Cinque commercianti del centro storico di Sassari non avranno eredi.
Cinque sassaresi, cinque commercianti, un destino in comune sullo sfondo del centro storico nell’ultimo secolo. Vendite, clienti, “fiumi di soldi” ieri, secche in cassa oggi. “Da oltre vent’anni – spiega Lucio Onali, proprietario di un negozio di abbigliamento in via al Carmine – la situazione è precipitata. Siamo ridotti a una specie non protetta, prossima all’estinzione”.
Il covid accelera la crisi, incubata da politiche poco lungimiranti: “Basta considerare la Ztl pensata più come soluzione repressiva che come mezzo di inclusione, o alla soppressione di linee di trasporto pubblico che portavano gente a Sassari Vecchia”. Al pieno di un tempo si è sostituito il vuoto, le attività languono o chiudono: “Aprivamo – ricorda Maria Ruju, gioielliera in via Cesare Battisti dal 1975 – e c’era le fila dei provinciali che dovevano fidanzarsi o sposarsi”. Portati al centro dai pullmann che in un’epoca lontana si fermavano all’emiciclo. “Poi è nata Predda Niedda e ci hanno rovinato”. Quanti anni ha signora? “93, perché non dirlo?
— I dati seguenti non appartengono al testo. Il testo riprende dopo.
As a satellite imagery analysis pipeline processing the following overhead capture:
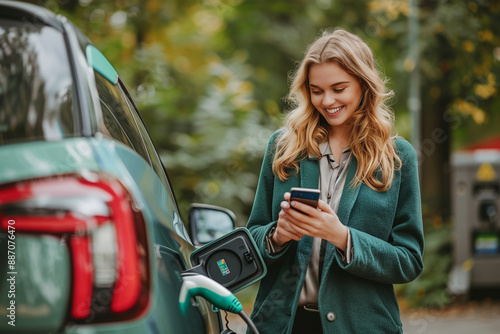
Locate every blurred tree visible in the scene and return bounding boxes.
[21,0,500,308]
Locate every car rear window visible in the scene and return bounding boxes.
[0,18,77,145]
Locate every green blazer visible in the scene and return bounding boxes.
[247,133,424,334]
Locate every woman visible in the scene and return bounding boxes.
[247,29,424,334]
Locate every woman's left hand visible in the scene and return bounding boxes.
[285,196,348,251]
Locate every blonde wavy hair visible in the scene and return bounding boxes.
[273,28,401,192]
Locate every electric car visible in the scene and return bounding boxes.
[0,1,262,333]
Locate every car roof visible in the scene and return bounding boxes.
[0,1,64,31]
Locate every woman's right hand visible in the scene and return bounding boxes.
[272,192,304,247]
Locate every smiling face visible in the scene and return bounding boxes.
[309,62,363,135]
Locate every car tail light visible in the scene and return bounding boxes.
[0,173,150,323]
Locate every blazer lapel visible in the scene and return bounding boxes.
[320,156,360,282]
[337,156,360,226]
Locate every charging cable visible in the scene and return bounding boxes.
[179,273,259,334]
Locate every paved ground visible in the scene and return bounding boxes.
[223,300,500,334]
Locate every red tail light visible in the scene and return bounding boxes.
[0,174,150,323]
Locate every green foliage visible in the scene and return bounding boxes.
[395,223,453,308]
[31,0,500,306]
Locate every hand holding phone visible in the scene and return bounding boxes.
[290,187,319,211]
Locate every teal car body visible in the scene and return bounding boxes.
[0,1,222,333]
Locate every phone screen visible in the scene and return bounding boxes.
[290,187,319,208]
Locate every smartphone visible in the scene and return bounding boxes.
[290,187,319,208]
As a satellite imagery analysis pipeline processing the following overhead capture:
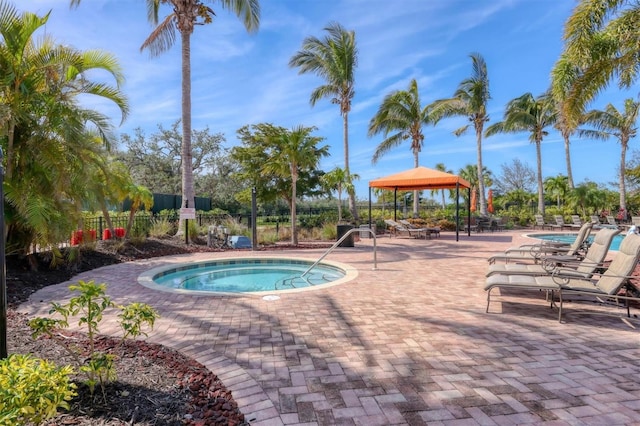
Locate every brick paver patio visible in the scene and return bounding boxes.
[21,232,640,425]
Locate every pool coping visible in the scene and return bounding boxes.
[137,256,358,300]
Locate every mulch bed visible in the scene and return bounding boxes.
[6,238,331,426]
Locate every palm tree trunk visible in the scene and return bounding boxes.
[562,132,574,189]
[342,112,360,222]
[535,140,544,215]
[178,33,196,234]
[476,128,487,216]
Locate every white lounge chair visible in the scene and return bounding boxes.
[484,234,640,321]
[487,229,620,278]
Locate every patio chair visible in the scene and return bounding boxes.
[533,214,561,230]
[487,222,593,264]
[486,228,620,278]
[607,216,618,227]
[398,219,440,238]
[484,234,640,322]
[571,214,582,227]
[554,214,582,229]
[384,219,427,238]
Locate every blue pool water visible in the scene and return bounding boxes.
[529,234,624,250]
[141,258,346,293]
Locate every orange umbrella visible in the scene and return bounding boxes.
[469,188,476,212]
[487,189,493,213]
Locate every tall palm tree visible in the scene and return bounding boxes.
[544,175,573,208]
[552,0,640,123]
[0,2,128,253]
[430,53,491,215]
[580,99,640,218]
[71,0,260,223]
[369,79,431,217]
[485,92,558,214]
[263,126,329,245]
[289,22,359,221]
[551,53,582,189]
[458,164,493,208]
[322,167,360,223]
[433,163,454,209]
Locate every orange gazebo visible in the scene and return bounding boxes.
[369,166,471,241]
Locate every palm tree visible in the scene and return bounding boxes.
[289,23,359,221]
[544,175,573,208]
[485,92,558,214]
[0,2,128,253]
[432,163,452,209]
[369,79,431,217]
[458,164,493,208]
[322,167,360,223]
[551,53,582,189]
[430,53,491,216]
[71,0,260,225]
[580,99,640,218]
[263,126,329,245]
[552,0,640,120]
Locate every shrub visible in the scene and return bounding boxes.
[322,223,338,240]
[29,280,158,401]
[0,354,76,426]
[149,216,176,238]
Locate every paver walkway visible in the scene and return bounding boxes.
[21,232,640,425]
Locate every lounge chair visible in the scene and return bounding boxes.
[607,216,618,227]
[398,219,440,238]
[487,222,593,264]
[484,234,640,321]
[533,214,560,230]
[554,214,582,229]
[384,219,427,238]
[487,228,620,278]
[571,214,582,227]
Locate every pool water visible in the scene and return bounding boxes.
[529,234,624,250]
[141,259,346,293]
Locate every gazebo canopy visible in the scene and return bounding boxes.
[369,166,471,191]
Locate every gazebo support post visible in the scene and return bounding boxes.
[456,182,460,241]
[393,190,398,222]
[467,188,471,237]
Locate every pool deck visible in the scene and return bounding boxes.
[20,231,640,425]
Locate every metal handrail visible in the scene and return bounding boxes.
[300,228,378,278]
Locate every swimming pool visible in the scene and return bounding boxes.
[528,233,624,250]
[138,257,357,295]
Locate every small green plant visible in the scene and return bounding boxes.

Sono miei e me li tengo”.
Intanto i sopravvissuti della vecchia era commerciale sono divenuti “reduci”, come Filippo Canu, venditore di biancheria intima in una bancarella di piazza Tola da 34 anni: “Ma aiutavo mio padre – rivela lui, oggi 58enne – già da quando andavo alle medie”. E quando le bancarelle erano 36 e coprivano tutto lo slargo: “Non solo, la piazza era zeppa di taverne, negozi, bar, ricevitorie, chioschi”. Chi prenderà il suo posto? “Nessuno. Ho cercato di dare ai miei figli qualcosa di più confortevole. Questo mestiere è troppo duro e logorante”. “Anche quest’esercizio finirà con me”, riferisce Luciano Repetto, 65 anni, arrotino da 54, dal 2006 in piazza Tola. “Ha iniziato mio nonno col carrettone, poi affilava con la mola sulla bicicletta finché non ha aperto in via LaMarmora con mio padre”. E indica una foto color seppia con fiumane di persone che scorrono al centro storico. “Dovevi chiedere permesso per passare, oggi non viene più nessuno. È anche colpa del consumismo. Comprano i coltelli e li buttano subito dopo perché non valgono niente”. Quando smetterà di lavorare? “Mai, resterò qui finché non muoio”.
“Rappresento la terza generazione – afferma Nicola Masotti, gestore dello storico negozio di tessuti in via LaMarmora – e mi dispiacerebbe che sia io a dover dire basta dopo quasi un secolo”. D’altronde i tempi d’oro sono lontani: “Negli anni 90 eravamo in sei – fa di conto il sessantenne – e non bastavano, adesso due e siamo troppi”. Negli ultimi due decenni è cambiato tutto: “La gente si spostava soprattutto nel quadrilatero tra via Rosello, La Marmora, Corso Vittorio Emanuele e piazza Tola”. All’esterno però- nel 2022- girano in pochi e non spendono: “A causare lo spopolamento è stato anche il decentramento dei servizi e degli uffici comunali e il mercato che non funziona più come prima. Le persone si chiedono: che ci vengo a fare se non c’è nulla?” L’orizzonte in effetti appare desolato, lontani i tempi della gloria, incerti quelli futuri. Un pezzo consistente di Sassari, e del centro storico, sta sparendo e nulla sembra poterlo sostituire.